As used in this Quarterly Report on Form 10-Q, unless otherwise indicated or the context otherwise requires, references to “we,” “us,” “our,” the “Company” and “Evolv” refer to the consolidated operations of Evolv Technologies Holdings, Inc. and its wholly-owned subsidiaries, which include Evolv Technologies, Inc., Evolv Technologies UK Ltd. and Give Evolv LLC.

Basis of presentation

The condensed consolidated financial statements have been prepared in accordance with accounting principles generally accepted in the United States of America (“GAAP”) and include the accounts of the Company and its wholly-owned subsidiaries. All intercompany accounts and transactions have been eliminated in consolidation. Any reference in these notes to applicable guidance is meant to refer to the authoritative GAAP as found in the Accounting Standards Codification (“ASC”) and Accounting Standards Update (“ASU”) of the Financial Accounting Standards Board (“FASB”).

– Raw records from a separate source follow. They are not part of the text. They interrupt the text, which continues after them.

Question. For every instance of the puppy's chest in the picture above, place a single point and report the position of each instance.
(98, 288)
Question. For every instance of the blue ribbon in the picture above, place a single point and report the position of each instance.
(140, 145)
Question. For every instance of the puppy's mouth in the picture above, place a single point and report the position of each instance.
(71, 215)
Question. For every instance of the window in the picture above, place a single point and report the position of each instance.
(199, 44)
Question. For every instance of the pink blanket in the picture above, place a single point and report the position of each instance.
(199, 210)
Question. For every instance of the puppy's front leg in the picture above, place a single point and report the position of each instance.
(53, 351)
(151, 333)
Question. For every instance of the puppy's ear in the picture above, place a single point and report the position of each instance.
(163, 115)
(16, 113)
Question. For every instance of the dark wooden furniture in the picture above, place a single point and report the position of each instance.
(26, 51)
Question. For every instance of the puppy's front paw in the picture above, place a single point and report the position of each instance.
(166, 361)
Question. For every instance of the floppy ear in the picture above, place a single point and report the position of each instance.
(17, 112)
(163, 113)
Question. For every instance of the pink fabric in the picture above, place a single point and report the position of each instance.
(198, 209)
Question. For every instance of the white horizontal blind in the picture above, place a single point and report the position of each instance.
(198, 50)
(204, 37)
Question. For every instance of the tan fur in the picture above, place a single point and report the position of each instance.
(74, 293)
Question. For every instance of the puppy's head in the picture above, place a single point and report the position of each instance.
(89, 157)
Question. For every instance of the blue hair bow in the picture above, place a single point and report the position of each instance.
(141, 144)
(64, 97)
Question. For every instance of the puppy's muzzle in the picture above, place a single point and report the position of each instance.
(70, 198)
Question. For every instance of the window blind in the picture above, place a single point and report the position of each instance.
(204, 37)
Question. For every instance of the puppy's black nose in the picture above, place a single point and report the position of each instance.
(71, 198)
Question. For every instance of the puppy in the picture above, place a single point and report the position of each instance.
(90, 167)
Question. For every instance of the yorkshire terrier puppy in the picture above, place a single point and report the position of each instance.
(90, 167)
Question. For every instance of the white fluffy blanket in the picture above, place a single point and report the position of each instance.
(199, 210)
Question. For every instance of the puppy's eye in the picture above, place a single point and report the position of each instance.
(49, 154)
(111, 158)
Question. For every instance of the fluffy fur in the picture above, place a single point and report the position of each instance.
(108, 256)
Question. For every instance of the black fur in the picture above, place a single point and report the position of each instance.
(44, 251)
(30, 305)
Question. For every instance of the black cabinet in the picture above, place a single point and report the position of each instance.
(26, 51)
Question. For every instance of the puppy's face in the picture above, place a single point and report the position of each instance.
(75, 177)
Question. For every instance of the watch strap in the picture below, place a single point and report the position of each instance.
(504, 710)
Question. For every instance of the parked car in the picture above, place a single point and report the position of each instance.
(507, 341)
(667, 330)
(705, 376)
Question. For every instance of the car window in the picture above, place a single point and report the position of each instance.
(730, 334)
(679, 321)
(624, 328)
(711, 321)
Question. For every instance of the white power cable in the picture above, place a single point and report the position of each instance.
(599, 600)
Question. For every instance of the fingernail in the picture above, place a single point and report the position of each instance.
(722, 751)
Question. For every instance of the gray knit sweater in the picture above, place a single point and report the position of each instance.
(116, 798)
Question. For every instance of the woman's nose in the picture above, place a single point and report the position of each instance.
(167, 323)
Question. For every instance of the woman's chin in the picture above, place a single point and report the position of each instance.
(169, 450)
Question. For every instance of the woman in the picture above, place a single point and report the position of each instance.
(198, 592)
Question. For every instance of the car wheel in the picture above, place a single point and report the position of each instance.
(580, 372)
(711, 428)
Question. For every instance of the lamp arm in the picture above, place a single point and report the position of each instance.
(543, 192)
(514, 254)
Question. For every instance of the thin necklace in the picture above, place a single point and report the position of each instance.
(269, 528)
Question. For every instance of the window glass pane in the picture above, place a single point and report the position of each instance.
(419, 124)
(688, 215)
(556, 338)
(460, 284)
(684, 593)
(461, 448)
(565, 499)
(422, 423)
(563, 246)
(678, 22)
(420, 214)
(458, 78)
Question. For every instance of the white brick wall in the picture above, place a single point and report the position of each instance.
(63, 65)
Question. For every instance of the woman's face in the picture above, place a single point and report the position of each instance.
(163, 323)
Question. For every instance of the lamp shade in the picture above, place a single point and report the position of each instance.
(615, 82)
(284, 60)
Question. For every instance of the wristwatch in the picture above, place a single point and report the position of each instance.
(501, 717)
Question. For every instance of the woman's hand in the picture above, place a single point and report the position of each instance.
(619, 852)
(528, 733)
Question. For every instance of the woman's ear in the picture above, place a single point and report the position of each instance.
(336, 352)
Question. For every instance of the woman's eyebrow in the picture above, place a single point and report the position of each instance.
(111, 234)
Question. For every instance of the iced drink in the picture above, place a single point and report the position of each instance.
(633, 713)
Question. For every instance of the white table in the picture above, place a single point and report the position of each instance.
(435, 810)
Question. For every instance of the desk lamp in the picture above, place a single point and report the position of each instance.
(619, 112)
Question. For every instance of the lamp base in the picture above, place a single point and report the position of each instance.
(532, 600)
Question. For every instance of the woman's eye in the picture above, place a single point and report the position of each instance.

Unaudited Interim Financial Information

The accompanying unaudited condensed consolidated financial statements as of June 30, 2023, and for the three and six months ended June 30, 2023 and 2022 have been prepared on the same basis as the audited annual consolidated financial statements as of December 31, 2022 and, in the opinion of management, reflect all adjustments, which include only normal recurring adjustments, necessary for the fair statement of the Company’s financial position as of June 30, 2023 and the results of its operations for the three and six months ended June 30, 2023 and 2022 and cash flows for the six months ended June 30, 2023 and 2022. The results for the three and six months ended June 30, 2023 are not necessarily indicative of results to be expected for the year ending December 31, 2023, any other interim periods, or any future year or period.
Merger
On July 16, 2021, we consummated the business combination (the “Merger”), contemplated by the Agreement and Plan of Merger, dated March 5, 2021, with NHIC Sub Inc. (“Merger Sub”), a wholly-owned subsidiary of NewHold Investment Corp. (“NHIC”), a special purpose acquisition company, which is our legal predecessor, and Evolv Technologies, Inc. dba Evolv Technology, Inc. (“Legacy Evolv”), as amended by that certain First Amendment to Agreement and Plan of Merger dated June 5, 2021 by and among NHIC, Merger Sub and Legacy Evolv (the “Amendment” and as amended, the “Merger Agreement”). Pursuant to the Merger Agreement, Merger Sub was merged with and into Legacy Evolv, with Legacy Evolv surviving the Merger as a wholly-owned subsidiary of NHIC. Upon the closing of the Merger, NHIC changed its name to Evolv Technologies Holdings, Inc. Evolv Technologies Holdings, Inc. became the successor entity to NHIC pursuant to Rule 12g-3(a) promulgated under the Securities Exchange Act of 1934, as amended (the “Exchange Act”).